Ski Patrol do not manage backcountry terrain
Ski Patrol do not manage the terrain beyond the ski area boundary. There is no avalanche control, signage or hazard marking in the backcountry. You are responsible for learning about and managing the natural hazards, including:
- icy slopes
- poor visibility
- steep terrain
- creek crossings
- changing weather
- variable snow conditions
Before deciding to head into the backcountry, be sure to:
- Check the daily backcountry conditions reports from Hotham and from Mountain Safety Collective.
- Closely assess the snow & weather conditions.
- Closely assess your own and your group's ability.
Be aware that conditions can change very rapidly. Is today the right day, and is this the right group? If you are not sure, don’t go!
If you decide to head out there, always:
- Carry the required safety equipment…and know how to use it!
- Let someone know before you go. Trip Intention Forms are available at the Ski Patrol Base in the Hotham Village.
- Ski or board with a competent small group.
- Have an emergency plan.
You must be prepared to self-rescue. The ski patrol is not obliged and may not have the resources to perform a rescue in the backcountry, and other emergency services may take many hours to respond.
A minor injury in the backcountry can become life threatening due to the significant time involved in a complex rescue. Evacuation from the even the closest bowls can take several hours when a roped extraction is required.
The best policy is to always make safe, conservative decisions and ski or ride well within your ability.

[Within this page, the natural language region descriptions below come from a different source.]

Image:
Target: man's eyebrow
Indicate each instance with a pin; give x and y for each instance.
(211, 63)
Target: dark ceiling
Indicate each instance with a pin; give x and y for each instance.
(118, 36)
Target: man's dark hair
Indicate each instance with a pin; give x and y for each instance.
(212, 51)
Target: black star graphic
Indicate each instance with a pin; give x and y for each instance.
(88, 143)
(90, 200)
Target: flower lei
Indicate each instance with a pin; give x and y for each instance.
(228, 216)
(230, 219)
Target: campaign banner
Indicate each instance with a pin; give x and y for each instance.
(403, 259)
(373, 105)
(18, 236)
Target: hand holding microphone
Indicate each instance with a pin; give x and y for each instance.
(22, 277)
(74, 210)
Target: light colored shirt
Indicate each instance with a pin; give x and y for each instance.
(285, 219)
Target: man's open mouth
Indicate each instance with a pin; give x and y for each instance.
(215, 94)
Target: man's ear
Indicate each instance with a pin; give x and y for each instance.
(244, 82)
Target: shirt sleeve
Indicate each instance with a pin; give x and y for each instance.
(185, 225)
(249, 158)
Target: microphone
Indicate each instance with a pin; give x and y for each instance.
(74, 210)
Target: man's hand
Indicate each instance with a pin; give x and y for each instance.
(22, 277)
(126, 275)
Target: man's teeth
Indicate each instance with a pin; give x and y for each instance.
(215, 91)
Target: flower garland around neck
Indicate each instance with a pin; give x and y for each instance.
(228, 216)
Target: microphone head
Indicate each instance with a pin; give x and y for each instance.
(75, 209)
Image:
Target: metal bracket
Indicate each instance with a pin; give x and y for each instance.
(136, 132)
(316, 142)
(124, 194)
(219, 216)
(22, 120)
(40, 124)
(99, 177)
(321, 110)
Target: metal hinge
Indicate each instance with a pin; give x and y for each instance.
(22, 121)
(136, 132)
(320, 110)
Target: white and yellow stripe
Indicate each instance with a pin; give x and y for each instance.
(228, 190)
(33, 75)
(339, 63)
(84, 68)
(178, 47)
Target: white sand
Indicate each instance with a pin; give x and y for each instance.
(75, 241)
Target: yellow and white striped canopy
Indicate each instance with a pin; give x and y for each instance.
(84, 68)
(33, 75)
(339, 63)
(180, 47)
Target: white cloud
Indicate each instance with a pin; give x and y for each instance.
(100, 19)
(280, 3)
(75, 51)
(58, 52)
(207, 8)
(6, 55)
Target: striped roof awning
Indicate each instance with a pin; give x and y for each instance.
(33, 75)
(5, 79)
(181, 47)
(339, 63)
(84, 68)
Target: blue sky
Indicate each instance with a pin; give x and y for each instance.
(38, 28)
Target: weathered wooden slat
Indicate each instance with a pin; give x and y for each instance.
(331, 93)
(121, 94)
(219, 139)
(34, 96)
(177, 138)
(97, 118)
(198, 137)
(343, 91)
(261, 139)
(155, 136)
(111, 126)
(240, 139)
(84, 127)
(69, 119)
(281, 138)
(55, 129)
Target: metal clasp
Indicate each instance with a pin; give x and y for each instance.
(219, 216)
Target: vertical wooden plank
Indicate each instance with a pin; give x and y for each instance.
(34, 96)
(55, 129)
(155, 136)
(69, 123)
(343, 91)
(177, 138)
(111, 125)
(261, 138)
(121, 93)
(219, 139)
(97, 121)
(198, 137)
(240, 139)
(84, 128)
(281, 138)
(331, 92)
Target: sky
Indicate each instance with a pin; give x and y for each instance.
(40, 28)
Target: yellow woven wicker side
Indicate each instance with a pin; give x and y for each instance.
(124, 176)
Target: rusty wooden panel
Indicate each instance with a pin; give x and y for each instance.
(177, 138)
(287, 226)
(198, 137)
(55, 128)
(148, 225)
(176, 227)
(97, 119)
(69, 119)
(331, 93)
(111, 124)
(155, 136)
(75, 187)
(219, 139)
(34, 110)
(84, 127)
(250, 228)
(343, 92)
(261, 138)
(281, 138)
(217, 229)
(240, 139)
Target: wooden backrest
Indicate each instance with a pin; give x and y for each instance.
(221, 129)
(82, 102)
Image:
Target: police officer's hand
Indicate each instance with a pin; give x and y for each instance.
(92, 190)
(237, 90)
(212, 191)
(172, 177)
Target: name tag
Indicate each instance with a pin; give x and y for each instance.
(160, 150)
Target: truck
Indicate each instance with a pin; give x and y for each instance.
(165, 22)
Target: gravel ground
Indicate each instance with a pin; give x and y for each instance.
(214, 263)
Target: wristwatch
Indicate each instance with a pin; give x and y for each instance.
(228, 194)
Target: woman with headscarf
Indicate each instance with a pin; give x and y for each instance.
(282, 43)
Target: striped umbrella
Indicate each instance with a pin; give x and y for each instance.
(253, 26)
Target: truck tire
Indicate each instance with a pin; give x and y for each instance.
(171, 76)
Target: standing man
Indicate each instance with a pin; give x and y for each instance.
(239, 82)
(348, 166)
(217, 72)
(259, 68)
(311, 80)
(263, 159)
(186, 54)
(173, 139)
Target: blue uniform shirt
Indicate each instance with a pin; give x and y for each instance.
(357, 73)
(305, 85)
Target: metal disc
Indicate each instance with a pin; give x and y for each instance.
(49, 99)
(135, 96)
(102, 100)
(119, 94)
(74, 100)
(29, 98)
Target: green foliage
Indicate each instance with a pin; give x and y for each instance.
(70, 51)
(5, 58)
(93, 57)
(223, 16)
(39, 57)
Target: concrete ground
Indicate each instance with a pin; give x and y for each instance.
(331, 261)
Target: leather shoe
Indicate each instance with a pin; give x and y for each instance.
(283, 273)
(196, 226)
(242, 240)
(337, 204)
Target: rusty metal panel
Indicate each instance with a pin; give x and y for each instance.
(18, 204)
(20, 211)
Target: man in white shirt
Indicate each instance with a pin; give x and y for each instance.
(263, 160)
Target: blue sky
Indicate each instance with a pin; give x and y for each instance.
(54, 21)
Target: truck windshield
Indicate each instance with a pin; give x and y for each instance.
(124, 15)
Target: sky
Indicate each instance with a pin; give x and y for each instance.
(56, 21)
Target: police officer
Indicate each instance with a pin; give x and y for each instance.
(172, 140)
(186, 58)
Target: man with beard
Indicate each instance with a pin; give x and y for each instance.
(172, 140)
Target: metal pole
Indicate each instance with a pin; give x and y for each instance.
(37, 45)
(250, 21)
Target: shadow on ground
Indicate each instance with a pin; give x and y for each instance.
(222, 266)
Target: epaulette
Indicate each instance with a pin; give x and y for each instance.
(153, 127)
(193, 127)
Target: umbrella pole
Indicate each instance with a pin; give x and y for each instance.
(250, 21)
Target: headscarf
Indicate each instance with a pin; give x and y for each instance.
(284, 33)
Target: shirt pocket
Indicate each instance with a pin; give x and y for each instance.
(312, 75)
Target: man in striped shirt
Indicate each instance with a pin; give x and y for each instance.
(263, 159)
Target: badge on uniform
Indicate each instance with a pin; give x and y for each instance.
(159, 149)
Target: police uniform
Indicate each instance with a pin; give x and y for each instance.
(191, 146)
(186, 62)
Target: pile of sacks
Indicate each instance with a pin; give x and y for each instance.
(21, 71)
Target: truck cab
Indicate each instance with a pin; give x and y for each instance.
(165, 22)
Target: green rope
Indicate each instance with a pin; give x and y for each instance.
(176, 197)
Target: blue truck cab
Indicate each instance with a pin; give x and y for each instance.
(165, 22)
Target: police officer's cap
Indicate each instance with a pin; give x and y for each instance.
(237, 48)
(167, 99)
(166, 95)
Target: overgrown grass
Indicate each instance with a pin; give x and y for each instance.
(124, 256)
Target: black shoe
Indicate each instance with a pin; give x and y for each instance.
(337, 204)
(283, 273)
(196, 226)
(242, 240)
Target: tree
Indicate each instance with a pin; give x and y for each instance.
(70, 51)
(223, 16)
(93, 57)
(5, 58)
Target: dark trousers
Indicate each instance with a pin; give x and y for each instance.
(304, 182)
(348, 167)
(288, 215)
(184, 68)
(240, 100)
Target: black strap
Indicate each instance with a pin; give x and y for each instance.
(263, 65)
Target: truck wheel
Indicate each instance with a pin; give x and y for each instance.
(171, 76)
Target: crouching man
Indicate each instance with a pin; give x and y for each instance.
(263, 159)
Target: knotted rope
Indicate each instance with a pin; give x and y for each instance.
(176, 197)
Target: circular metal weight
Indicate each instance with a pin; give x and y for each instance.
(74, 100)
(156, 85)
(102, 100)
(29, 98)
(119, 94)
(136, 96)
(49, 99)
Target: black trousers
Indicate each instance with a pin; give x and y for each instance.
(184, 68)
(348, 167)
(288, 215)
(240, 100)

Do not put yourself and any potential rescuers at risk.
Avalanche Training Centre
Mt Hotham is home to the first Avalance Training Centre in the Southern Hemisphere, providing a safe and controlled environment in which to practice searching for avalanche transceivers before you head out backcountry, either as an individual or as part of an avalanche safety training course. Free to use while the resort is open, you can find the ATC located behind Lawlers Court. BYO avalanche transceiver and probe. More information can be found on the Mountain Safety Collective website here.
In an emergency, call:
- Mount Hotham Ski Patrol – 5759 4038 (winter 7.30am - 5.30pm)
- Mount Hotham Resort Management - 5759 3550
- Otherwise – 000
Note - phone reception is not available in many areas of the backcountry.